Как я стала поэтессой

«Куда бы птица без лап ни летела, она находила деревья без ветвей».

Когда самые мощные слова, на которые я только способна, вылетают из меня и звучат, будто воспоминания о тех, что исходили из материнского рта, мне остается либо переоценивать значение всего, что я говорю теперь, либо заново измерить ценность тех ее старых слов.

У моей матери были особые, тайные отношения со словами, которые принимались за должное, за язык, потому что всегда были с ней. Я не разговаривала до четырех лет. В мои три года чарующий мир странных огоньков и манящих форм, в котором я прежде обитала, рассеялся под натиском обыденности и сквозь очки мне открылась иная природа вещей. С ними всё стало менее красочным и сбивающим с толку, но при этом гораздо более комфортным, чем то, что было естественно для моих близоруких, по-разному сфокусированных глаз.

Я помню, как плелась за мамой по Ленокс-авеню, чтобы забрать Филлис и Хелен на обед из школы. Была поздняя весна, потому что ноги мои ощущались настоящими, легкими, не отягощенными громоздкими непромокаемыми штанами. Я отстала у забора на детской площадке, где рос одинокий хилый платан. Увлеченная, я уставилась вверх: каждый отдельный зеленый лист в своей особенной форме представал внезапным откровением в кружеве ясного света. До очков я знала деревья лишь как высокие коричневые столбы, которые заканчивались пухлыми завитками тускловатой зелени, как деревья в сестринских книжках с картинками, откуда я черпала знания о визуальном мире.

Но изо рта матери каскадом извергался поток комментариев, когда она чувствовала себя легко или на своем месте, в окружении авантюрных нагромождений и сюрреалистических сюжетов.

Мы никогда не одевались слишком легко, а лишь только в ближайшее к ничего. Ближе к шее нет чего? Непреодолимые и невозможные дистанции измерялись расстоянием «от Борова[4]4
  Остров Хог в составе государства Гренада. Hog (англ.) – боров.


[Закрыть]
до Дай-им-Дженни[5]5
  Кик-эм-Дженни – действующий подводный вулкан в Карибском море в восьми километрах к северу от побережья острова Гренада. Kick (англ.) – дать пинка.


[Закрыть]
». Боров? Дай-им-Дженни? Кто знал, пока я не выросла разумной и не стала поэтессой с полным ртом звезд, что это два маленьких рифа в Гренадинах, между Гренадой и Карриаку.

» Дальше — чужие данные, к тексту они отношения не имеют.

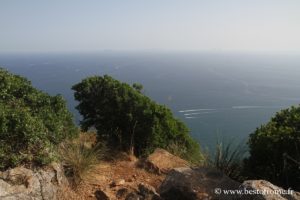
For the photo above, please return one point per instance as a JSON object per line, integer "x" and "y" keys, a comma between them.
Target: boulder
{"x": 267, "y": 191}
{"x": 22, "y": 183}
{"x": 161, "y": 161}
{"x": 195, "y": 184}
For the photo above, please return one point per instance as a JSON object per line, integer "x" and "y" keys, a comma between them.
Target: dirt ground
{"x": 110, "y": 176}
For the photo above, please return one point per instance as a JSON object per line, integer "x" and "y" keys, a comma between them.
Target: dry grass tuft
{"x": 80, "y": 156}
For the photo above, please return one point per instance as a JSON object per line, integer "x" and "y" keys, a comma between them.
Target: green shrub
{"x": 32, "y": 123}
{"x": 275, "y": 150}
{"x": 127, "y": 118}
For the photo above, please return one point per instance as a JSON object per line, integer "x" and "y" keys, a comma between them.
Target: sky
{"x": 192, "y": 25}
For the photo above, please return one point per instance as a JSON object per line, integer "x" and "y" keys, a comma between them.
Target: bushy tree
{"x": 275, "y": 149}
{"x": 31, "y": 122}
{"x": 128, "y": 119}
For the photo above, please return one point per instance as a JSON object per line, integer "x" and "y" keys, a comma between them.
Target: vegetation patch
{"x": 32, "y": 122}
{"x": 129, "y": 120}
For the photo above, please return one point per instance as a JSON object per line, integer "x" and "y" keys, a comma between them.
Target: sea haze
{"x": 217, "y": 95}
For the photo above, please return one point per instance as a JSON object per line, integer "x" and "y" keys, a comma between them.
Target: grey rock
{"x": 21, "y": 183}
{"x": 195, "y": 184}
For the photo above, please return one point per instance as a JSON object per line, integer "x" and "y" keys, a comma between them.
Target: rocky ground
{"x": 161, "y": 176}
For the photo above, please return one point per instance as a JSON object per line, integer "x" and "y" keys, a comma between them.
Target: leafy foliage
{"x": 31, "y": 122}
{"x": 127, "y": 118}
{"x": 275, "y": 149}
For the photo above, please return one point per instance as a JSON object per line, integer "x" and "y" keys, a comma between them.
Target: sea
{"x": 219, "y": 96}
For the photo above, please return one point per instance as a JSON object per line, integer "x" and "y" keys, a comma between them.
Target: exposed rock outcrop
{"x": 193, "y": 184}
{"x": 161, "y": 161}
{"x": 208, "y": 183}
{"x": 22, "y": 183}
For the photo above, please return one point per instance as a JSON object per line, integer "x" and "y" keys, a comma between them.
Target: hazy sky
{"x": 221, "y": 25}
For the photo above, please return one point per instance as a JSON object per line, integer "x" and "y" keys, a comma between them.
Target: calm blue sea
{"x": 217, "y": 95}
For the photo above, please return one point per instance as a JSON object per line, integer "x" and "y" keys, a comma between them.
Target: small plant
{"x": 228, "y": 158}
{"x": 79, "y": 158}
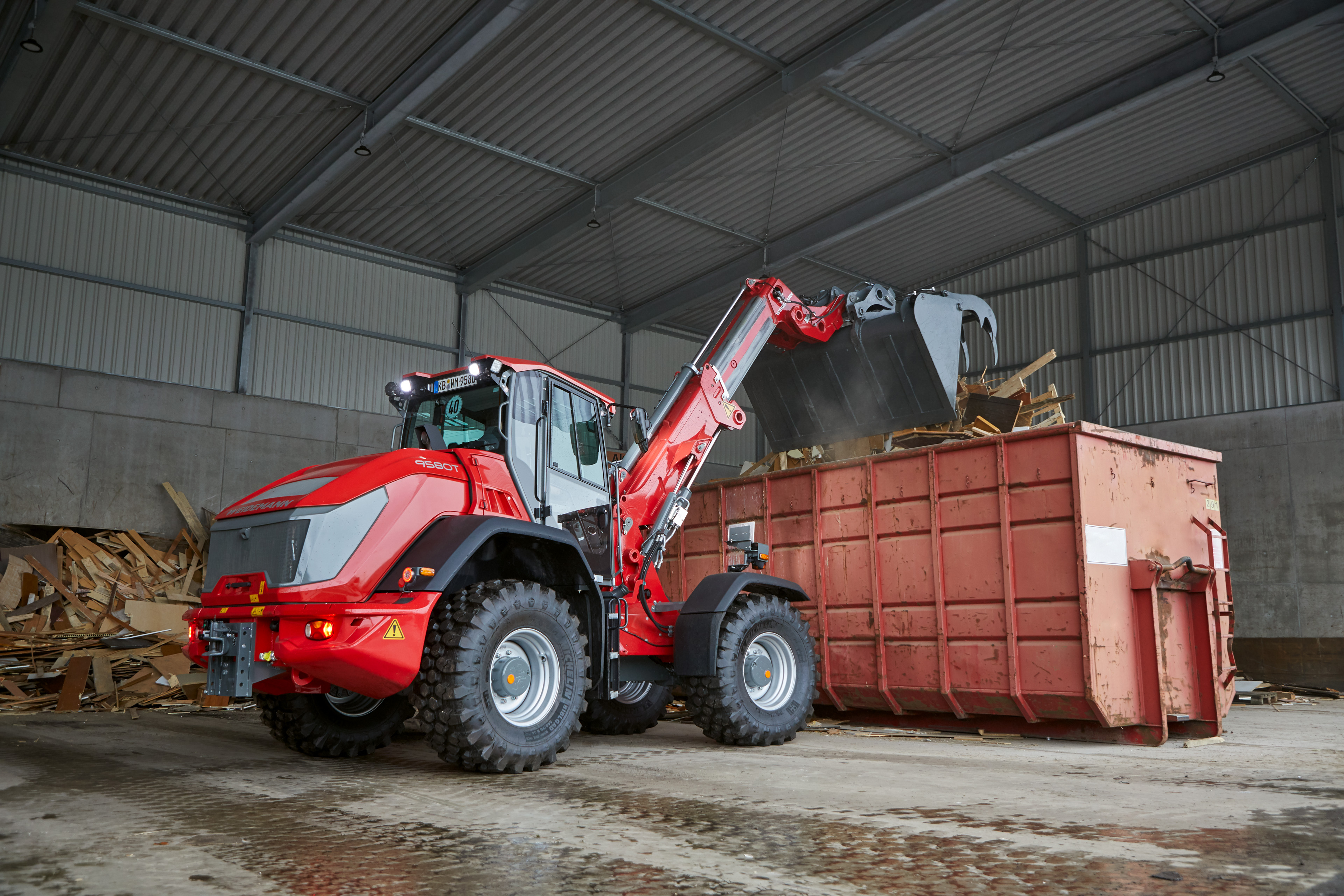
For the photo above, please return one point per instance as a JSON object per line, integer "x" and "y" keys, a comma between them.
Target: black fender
{"x": 695, "y": 641}
{"x": 465, "y": 550}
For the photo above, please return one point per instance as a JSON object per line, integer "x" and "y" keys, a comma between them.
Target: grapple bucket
{"x": 888, "y": 371}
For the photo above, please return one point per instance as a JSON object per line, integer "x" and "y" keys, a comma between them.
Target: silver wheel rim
{"x": 634, "y": 691}
{"x": 781, "y": 665}
{"x": 351, "y": 705}
{"x": 544, "y": 688}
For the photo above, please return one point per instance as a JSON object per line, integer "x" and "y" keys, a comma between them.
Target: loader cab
{"x": 549, "y": 429}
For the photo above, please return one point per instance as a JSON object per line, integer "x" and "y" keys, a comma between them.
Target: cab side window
{"x": 564, "y": 452}
{"x": 576, "y": 437}
{"x": 588, "y": 440}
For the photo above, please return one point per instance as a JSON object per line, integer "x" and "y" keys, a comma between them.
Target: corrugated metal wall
{"x": 580, "y": 344}
{"x": 1172, "y": 290}
{"x": 323, "y": 366}
{"x": 93, "y": 282}
{"x": 54, "y": 319}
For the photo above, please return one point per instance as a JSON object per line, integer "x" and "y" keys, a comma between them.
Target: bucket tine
{"x": 886, "y": 373}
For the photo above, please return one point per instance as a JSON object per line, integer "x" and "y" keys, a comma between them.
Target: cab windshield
{"x": 463, "y": 418}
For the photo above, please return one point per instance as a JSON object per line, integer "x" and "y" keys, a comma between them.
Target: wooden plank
{"x": 103, "y": 679}
{"x": 1015, "y": 382}
{"x": 1035, "y": 407}
{"x": 187, "y": 512}
{"x": 54, "y": 581}
{"x": 144, "y": 546}
{"x": 77, "y": 678}
{"x": 33, "y": 608}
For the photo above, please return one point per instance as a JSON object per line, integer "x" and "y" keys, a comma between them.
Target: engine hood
{"x": 343, "y": 481}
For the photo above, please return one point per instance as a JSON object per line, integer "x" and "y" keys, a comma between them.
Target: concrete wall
{"x": 91, "y": 449}
{"x": 1281, "y": 487}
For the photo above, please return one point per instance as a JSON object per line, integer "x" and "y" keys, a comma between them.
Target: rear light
{"x": 409, "y": 574}
{"x": 320, "y": 629}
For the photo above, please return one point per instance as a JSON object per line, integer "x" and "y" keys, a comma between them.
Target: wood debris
{"x": 93, "y": 621}
{"x": 983, "y": 409}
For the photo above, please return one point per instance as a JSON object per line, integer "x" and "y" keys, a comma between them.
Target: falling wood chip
{"x": 1203, "y": 742}
{"x": 1015, "y": 382}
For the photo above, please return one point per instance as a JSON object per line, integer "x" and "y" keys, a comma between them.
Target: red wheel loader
{"x": 496, "y": 574}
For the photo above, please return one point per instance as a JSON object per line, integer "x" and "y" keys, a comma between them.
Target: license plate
{"x": 451, "y": 383}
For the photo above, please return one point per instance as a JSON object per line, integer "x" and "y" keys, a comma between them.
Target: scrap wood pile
{"x": 94, "y": 622}
{"x": 984, "y": 409}
{"x": 1267, "y": 694}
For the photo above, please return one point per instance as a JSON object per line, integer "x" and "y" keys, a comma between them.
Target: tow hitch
{"x": 233, "y": 665}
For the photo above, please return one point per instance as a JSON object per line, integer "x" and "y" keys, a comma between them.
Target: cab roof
{"x": 519, "y": 365}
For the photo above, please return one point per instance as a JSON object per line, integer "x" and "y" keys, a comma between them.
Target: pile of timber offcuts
{"x": 94, "y": 621}
{"x": 984, "y": 407}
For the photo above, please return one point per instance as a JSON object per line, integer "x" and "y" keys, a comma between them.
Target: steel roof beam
{"x": 725, "y": 229}
{"x": 491, "y": 148}
{"x": 1154, "y": 81}
{"x": 21, "y": 69}
{"x": 831, "y": 61}
{"x": 1285, "y": 94}
{"x": 877, "y": 115}
{"x": 459, "y": 48}
{"x": 1033, "y": 197}
{"x": 1257, "y": 68}
{"x": 208, "y": 50}
{"x": 717, "y": 33}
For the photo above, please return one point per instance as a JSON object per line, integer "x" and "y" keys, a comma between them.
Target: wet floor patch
{"x": 249, "y": 820}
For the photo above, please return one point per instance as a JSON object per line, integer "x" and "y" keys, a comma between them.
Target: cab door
{"x": 576, "y": 464}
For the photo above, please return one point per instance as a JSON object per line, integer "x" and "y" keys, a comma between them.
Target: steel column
{"x": 1085, "y": 348}
{"x": 1328, "y": 178}
{"x": 462, "y": 324}
{"x": 625, "y": 386}
{"x": 243, "y": 379}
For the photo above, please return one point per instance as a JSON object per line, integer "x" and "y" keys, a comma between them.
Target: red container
{"x": 1061, "y": 624}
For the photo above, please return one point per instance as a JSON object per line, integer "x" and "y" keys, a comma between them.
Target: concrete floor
{"x": 209, "y": 804}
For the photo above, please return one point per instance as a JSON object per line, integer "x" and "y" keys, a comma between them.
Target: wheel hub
{"x": 525, "y": 678}
{"x": 769, "y": 671}
{"x": 511, "y": 676}
{"x": 757, "y": 671}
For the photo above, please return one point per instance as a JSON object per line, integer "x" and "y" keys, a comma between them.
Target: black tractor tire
{"x": 631, "y": 714}
{"x": 311, "y": 723}
{"x": 721, "y": 705}
{"x": 455, "y": 688}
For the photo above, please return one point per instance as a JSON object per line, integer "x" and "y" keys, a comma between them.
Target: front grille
{"x": 273, "y": 548}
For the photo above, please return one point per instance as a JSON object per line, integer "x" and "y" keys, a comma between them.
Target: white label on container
{"x": 1107, "y": 545}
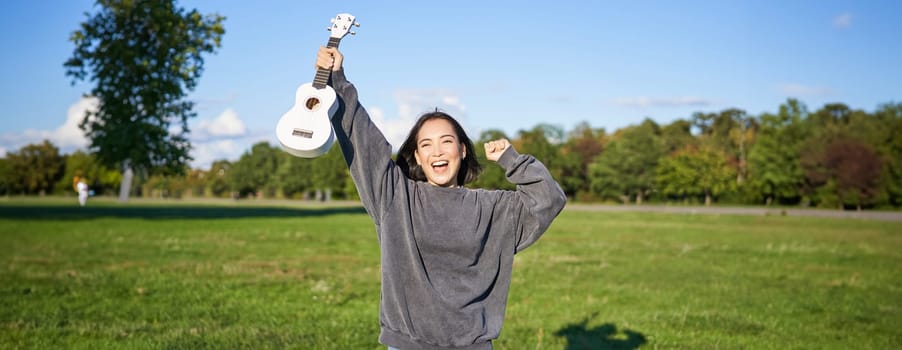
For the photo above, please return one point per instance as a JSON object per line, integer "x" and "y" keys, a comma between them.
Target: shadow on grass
{"x": 604, "y": 337}
{"x": 68, "y": 212}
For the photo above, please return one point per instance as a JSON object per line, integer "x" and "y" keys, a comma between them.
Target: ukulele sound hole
{"x": 302, "y": 133}
{"x": 312, "y": 103}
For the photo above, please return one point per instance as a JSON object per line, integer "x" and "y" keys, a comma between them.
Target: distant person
{"x": 82, "y": 192}
{"x": 446, "y": 251}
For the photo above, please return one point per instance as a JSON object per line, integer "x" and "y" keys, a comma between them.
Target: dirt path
{"x": 867, "y": 214}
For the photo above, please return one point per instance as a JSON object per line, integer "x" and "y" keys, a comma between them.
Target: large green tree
{"x": 582, "y": 146}
{"x": 692, "y": 172}
{"x": 775, "y": 173}
{"x": 626, "y": 168}
{"x": 143, "y": 57}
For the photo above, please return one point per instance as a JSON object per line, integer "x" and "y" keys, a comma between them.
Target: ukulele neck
{"x": 322, "y": 74}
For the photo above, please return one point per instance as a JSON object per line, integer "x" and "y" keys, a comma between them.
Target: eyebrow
{"x": 440, "y": 137}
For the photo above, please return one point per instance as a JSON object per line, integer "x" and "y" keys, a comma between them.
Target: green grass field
{"x": 178, "y": 275}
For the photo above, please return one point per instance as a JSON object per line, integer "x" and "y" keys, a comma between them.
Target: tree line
{"x": 834, "y": 157}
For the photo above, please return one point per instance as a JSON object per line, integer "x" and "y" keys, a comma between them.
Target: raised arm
{"x": 538, "y": 196}
{"x": 366, "y": 151}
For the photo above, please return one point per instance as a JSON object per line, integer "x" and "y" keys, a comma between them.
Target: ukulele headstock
{"x": 342, "y": 24}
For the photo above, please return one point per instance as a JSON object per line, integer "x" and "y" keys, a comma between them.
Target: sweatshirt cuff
{"x": 338, "y": 78}
{"x": 507, "y": 158}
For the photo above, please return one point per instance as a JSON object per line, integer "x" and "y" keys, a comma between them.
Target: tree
{"x": 774, "y": 169}
{"x": 889, "y": 117}
{"x": 144, "y": 56}
{"x": 327, "y": 173}
{"x": 101, "y": 179}
{"x": 217, "y": 179}
{"x": 581, "y": 148}
{"x": 856, "y": 170}
{"x": 253, "y": 172}
{"x": 677, "y": 136}
{"x": 695, "y": 172}
{"x": 36, "y": 167}
{"x": 293, "y": 175}
{"x": 6, "y": 177}
{"x": 627, "y": 166}
{"x": 543, "y": 142}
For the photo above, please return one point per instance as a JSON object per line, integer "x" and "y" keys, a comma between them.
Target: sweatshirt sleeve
{"x": 540, "y": 198}
{"x": 365, "y": 149}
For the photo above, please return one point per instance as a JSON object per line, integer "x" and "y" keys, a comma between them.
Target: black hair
{"x": 469, "y": 168}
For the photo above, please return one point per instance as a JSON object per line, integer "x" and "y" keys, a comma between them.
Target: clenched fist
{"x": 494, "y": 149}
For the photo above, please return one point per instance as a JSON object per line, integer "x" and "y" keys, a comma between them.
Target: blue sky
{"x": 506, "y": 65}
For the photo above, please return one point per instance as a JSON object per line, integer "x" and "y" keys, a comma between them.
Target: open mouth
{"x": 440, "y": 166}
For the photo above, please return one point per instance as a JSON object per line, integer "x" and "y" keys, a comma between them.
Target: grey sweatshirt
{"x": 446, "y": 253}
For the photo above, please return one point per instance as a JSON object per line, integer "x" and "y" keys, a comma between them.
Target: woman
{"x": 446, "y": 251}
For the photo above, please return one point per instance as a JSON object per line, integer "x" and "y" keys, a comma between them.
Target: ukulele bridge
{"x": 308, "y": 134}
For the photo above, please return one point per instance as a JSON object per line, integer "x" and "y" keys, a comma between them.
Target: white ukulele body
{"x": 306, "y": 130}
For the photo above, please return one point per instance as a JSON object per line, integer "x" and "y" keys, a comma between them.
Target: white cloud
{"x": 226, "y": 124}
{"x": 644, "y": 101}
{"x": 799, "y": 90}
{"x": 843, "y": 21}
{"x": 411, "y": 104}
{"x": 68, "y": 137}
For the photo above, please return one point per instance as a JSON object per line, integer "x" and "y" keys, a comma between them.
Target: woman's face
{"x": 439, "y": 152}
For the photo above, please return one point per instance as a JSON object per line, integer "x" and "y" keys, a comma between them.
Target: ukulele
{"x": 305, "y": 130}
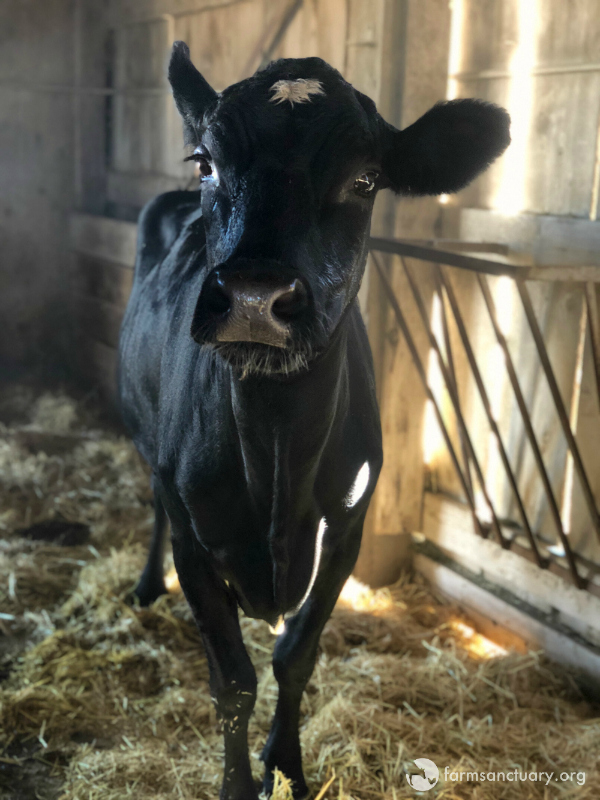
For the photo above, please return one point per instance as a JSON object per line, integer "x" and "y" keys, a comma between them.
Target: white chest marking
{"x": 298, "y": 91}
{"x": 316, "y": 563}
{"x": 359, "y": 487}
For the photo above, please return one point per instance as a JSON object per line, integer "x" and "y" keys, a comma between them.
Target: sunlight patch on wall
{"x": 510, "y": 197}
{"x": 433, "y": 441}
{"x": 456, "y": 47}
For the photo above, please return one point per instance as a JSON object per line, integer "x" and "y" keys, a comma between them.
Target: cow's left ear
{"x": 446, "y": 148}
{"x": 191, "y": 91}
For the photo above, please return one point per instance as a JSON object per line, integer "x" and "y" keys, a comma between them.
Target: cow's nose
{"x": 260, "y": 308}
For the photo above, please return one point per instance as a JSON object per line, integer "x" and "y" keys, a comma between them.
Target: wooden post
{"x": 412, "y": 70}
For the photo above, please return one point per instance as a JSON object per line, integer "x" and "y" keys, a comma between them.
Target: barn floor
{"x": 103, "y": 701}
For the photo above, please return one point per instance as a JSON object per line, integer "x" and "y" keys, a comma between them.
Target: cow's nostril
{"x": 218, "y": 300}
{"x": 290, "y": 303}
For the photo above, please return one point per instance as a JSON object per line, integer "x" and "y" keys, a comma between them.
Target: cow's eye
{"x": 202, "y": 158}
{"x": 365, "y": 184}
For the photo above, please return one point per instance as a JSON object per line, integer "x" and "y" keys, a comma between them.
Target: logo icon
{"x": 431, "y": 775}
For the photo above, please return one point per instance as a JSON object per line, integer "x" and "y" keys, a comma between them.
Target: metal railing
{"x": 495, "y": 260}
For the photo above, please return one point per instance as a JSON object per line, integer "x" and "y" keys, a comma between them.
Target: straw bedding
{"x": 100, "y": 700}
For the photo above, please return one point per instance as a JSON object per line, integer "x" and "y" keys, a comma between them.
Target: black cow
{"x": 245, "y": 371}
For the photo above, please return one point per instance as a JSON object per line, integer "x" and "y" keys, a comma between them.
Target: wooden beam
{"x": 493, "y": 615}
{"x": 106, "y": 281}
{"x": 108, "y": 239}
{"x": 98, "y": 319}
{"x": 448, "y": 525}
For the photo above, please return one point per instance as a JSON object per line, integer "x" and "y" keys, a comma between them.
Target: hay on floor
{"x": 111, "y": 701}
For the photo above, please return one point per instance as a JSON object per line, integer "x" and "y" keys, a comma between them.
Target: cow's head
{"x": 290, "y": 163}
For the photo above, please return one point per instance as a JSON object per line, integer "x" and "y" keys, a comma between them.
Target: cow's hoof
{"x": 146, "y": 594}
{"x": 299, "y": 787}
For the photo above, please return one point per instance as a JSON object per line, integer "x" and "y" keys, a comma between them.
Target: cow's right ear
{"x": 192, "y": 93}
{"x": 446, "y": 148}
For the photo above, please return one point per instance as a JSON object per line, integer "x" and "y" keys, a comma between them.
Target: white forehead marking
{"x": 359, "y": 486}
{"x": 298, "y": 91}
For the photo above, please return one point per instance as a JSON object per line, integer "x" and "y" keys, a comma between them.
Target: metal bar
{"x": 400, "y": 319}
{"x": 499, "y": 265}
{"x": 554, "y": 511}
{"x": 560, "y": 406}
{"x": 455, "y": 402}
{"x": 594, "y": 327}
{"x": 490, "y": 416}
{"x": 493, "y": 74}
{"x": 452, "y": 371}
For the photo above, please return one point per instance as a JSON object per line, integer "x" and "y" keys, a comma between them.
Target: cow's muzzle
{"x": 244, "y": 306}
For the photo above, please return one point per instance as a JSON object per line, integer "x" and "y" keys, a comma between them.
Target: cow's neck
{"x": 283, "y": 425}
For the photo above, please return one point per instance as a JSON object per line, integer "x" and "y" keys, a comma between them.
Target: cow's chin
{"x": 250, "y": 358}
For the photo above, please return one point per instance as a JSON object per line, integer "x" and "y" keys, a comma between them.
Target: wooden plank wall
{"x": 103, "y": 255}
{"x": 555, "y": 102}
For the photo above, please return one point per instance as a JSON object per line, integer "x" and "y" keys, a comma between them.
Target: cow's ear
{"x": 192, "y": 93}
{"x": 446, "y": 148}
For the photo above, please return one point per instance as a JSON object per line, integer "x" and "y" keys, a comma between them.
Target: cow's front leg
{"x": 232, "y": 676}
{"x": 295, "y": 655}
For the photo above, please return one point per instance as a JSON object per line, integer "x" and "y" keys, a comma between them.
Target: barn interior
{"x": 470, "y": 632}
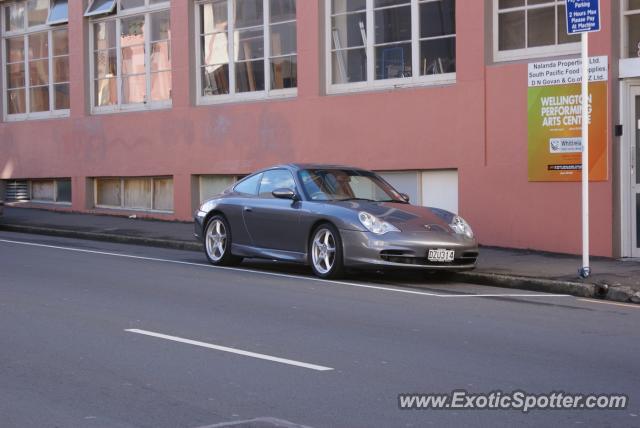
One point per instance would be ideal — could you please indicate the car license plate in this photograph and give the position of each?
(441, 255)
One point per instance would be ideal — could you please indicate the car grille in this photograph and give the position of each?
(409, 258)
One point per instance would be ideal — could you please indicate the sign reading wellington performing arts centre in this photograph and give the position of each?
(555, 120)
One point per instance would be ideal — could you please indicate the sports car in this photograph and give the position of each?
(331, 218)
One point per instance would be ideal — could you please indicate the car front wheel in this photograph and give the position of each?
(217, 242)
(325, 252)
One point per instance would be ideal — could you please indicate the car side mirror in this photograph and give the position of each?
(285, 193)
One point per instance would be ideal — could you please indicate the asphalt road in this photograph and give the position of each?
(100, 335)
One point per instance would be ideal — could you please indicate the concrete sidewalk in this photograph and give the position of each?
(556, 273)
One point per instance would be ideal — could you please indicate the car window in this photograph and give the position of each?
(275, 179)
(249, 186)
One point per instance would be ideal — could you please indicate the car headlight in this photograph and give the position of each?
(460, 226)
(375, 225)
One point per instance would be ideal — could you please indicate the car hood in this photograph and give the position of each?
(404, 216)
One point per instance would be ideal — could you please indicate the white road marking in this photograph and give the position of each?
(280, 275)
(231, 350)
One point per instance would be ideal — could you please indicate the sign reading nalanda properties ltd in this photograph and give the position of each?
(555, 120)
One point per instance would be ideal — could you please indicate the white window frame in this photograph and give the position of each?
(535, 52)
(371, 84)
(234, 96)
(25, 32)
(122, 207)
(118, 16)
(624, 24)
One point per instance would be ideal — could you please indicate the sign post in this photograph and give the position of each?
(583, 16)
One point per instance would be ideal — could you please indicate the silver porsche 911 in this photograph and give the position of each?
(332, 218)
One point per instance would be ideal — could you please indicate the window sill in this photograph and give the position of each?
(533, 53)
(282, 94)
(58, 114)
(390, 84)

Эвфемизмы для названий частей тела были столь же загадочными, хотя не менее красочными. Легкое замечание сопровождалось не шлепком по попе, а шмяком по задам или бамси. Сидели все на своих бам-бам, но что угодно между тазобедренной костью и верхом бедер относилось к низовью, что мне всегда казалось французским термином, типа «Не забудь подмыть свое nis-sauvier перед сном». Для более клинических и точных описаний всегда употреблялось между ног – шепотом.

Чувственная часть жизни всегда была скрыта за завесой тайны, но обозначалась кодовыми фразами. Почему-то все кузены знали, что дядя Сайрил не может поднимать тяжелое из-за своего бам-бам-ку, и приглушенный голос в разговоре о грыже намекал на то, что речь идет о делах там внизу. А в те редкие, но волшебные моменты, когда мать выполняла свое аппетитное наложение рук, чтобы размять спазм в шее или потянутую мыщцу, она не массировала позвоночник, а поднимала твое зандали.

Я никогда не простужалась – только ко-хум, ко-хум, и тогда всё становилось кро-бо-со, шиворот-навыворот или слегка набекрень.

Я – отражение секретной поэзии моей матери, точно так же, как и ее потаенной злости.

Сижу меж раскинутыми ногами матери, ее мощные колени удерживают мои плечи, будто туго натянутый барабан, а моя голова у нее в руках, и она расчесывает, и начесывает, и маслит, и заплетает. Я чувствую сильные, грубые руки матери в своих непокорных волосах, пока ерзаю на низкой табуретке или на сложенном на полу полотенце, мои мятежные плечи сгорблены и дергаются от беспощадного острозубого гребня. Когда каждая порция пружинок расчесана и заплетена, мать нежно ее похлопывает и переходит к следующей.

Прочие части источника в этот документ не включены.